Background: Depression is familial. Evidence shows that untreated postnatal depression is associated with adverse outcomes for the child. Few studies have traced prospectively the course of maternal depression through pregnancy, the postnatal period and the following 16 years in relation to adolescent offspring depression.
Method: The sample was recruited from two general practice antenatal clinics. Of 151 mother-child dyads followed from pregnancy to 16 years, information on the course of maternal depression and on depression in adolescent offspring was available for 127 (84%).

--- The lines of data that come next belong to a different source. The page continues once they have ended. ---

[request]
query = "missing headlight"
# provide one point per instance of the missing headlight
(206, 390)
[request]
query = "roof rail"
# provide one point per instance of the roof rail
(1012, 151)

Results: Two-thirds (82/125) of the women had been depressed during the 17-year time period, with the majority (54/82) experiencing more than one episode. A third of the women were depressed in pregnancy (41/124). Over half of these women (23/41) had consulted a doctor about their mental health prior to being pregnant and almost 90% (35/39) had further episodes during the child's lifetime. 14% (18/127) of the adolescent offspring were diagnosed with a depressive disorder at 16 years. Every depressed adolescent had been exposed to maternal depression. The risk of depression for the 16-year-olds exposed to antenatal depression was 4.7 times greater than for offspring not so exposed. The effect of antenatal depression was mediated by repeated exposure.
Limitations: The number of study participants is small and limited to an inner-city population. Only depression spectrum diagnoses in the adolescent offspring have been considered.
Conclusions: Detection of depression in pregnancy identifies mothers at risk of further depressive episodes and a group of children who are at risk of depression in adolescence.